One really lovely thing about growth is that it just keeps going. You don’t get to a certain point and just stop. I thought that I had uncovered so many parts of myself that there could be nothing left hidden, but I was wrong. Lately I have found myself in new awkward and uncomfortable head spaces; feelings that I wanted to get away from. I stuck it out, though. Rode through a bit of pain and discomfort, then became aware of another self-destruct pattern, and am now ready to swap it.

Have you worked out who your cup-fillers are? I thought I had. I knew which people made me feel good, who saw eye to eye with me, and understood my ramblings. I thought they were the people who inspired me and lifted me up. I actually feel somewhat embarrassed to admit that, actually, their approval was what was making me feel good. Now, these are beautiful women. They are intelligent, honest, holistic, and they have integrity that I admire. I have laughed with them, cried with them, and thought that they were my people.
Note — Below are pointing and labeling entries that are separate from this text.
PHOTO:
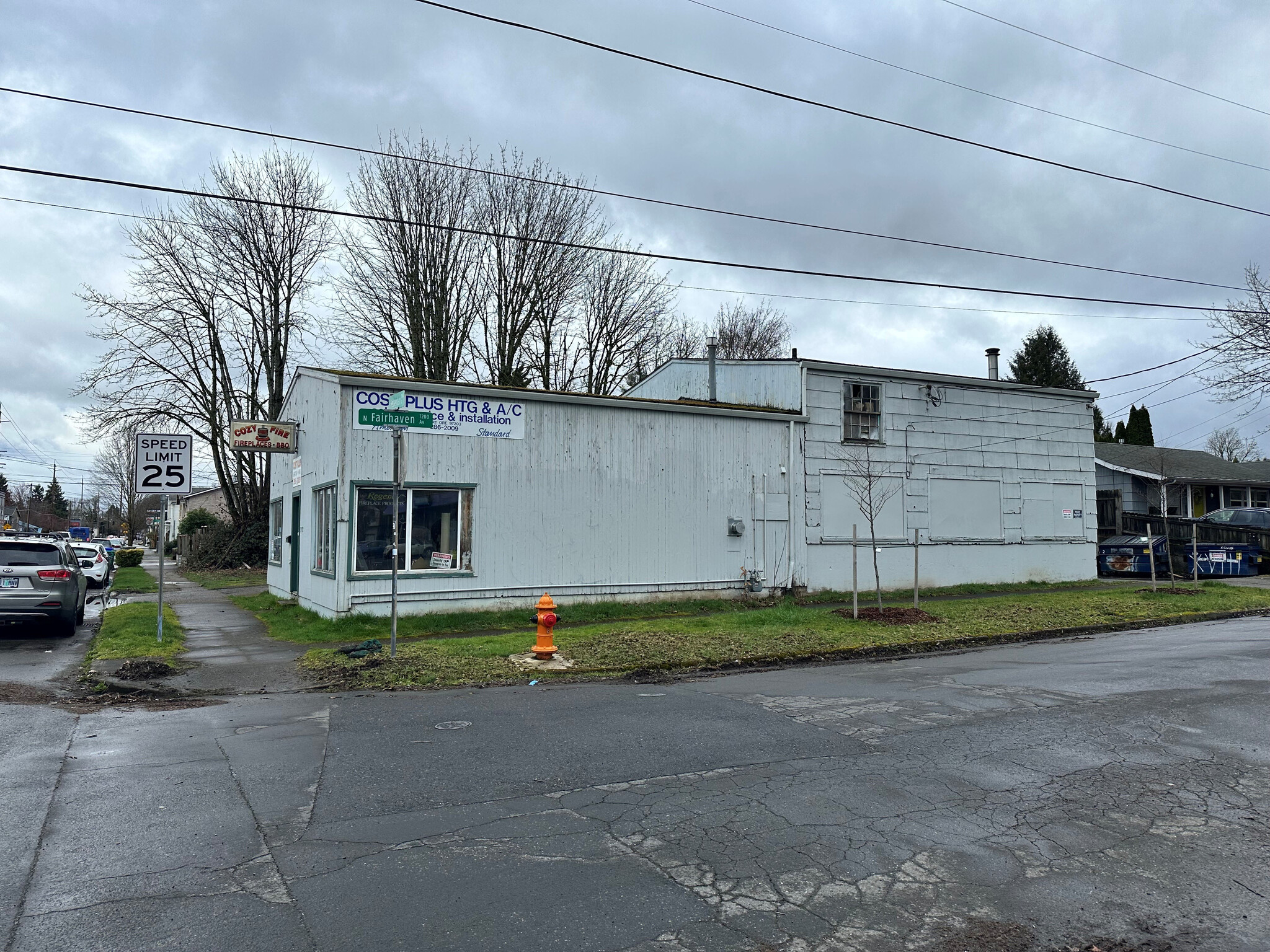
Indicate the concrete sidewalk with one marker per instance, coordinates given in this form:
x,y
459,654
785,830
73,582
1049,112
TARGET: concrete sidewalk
x,y
228,648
But here’s the thing…

Whilst I have quite literally driven through bush fires to be there for these people, I have finally realised that this dedication is not reciprocated. I’ve spent so long striving to be a good friend, that I didn’t stop to be sure that I had a good friend. I am SUCH a good friend. I sacrificed parts of myself to be one. I waited like an adoring puppy dog to be either needed or acknowledged, but not once did someone call me and say “come on over. I want to see you.” Any time I see these people it is at my request and organisation efforts. I even reached out on a couple of occasions when some big things were happening in my life, but none were available. Seeing these words makes me feel ashamed, and uncomfortable, but I’m going to push past that, and I’m going to grow.
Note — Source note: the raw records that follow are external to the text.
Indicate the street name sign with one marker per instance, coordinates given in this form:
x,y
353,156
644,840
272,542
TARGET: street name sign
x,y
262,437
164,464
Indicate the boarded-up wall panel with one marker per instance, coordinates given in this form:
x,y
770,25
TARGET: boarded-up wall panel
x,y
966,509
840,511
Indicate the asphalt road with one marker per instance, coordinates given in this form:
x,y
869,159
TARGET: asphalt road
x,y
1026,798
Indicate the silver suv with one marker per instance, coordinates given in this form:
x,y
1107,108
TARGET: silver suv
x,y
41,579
Another thing that I am a little uncomfortable about is the fact that I have always envied other people’s close friendships. I know people that have the same group of friends in their 60s that they have carried from school. I compared my friendships to theirs, and felt a lack. I felt like a bit of a loser because no-one wanted to spend time with me. That was the story that I played in my head, anyway. It’s the story that made me try so hard that, really, it pushed people away. One of these people actually said to me once “you were just a little too much for a while there”.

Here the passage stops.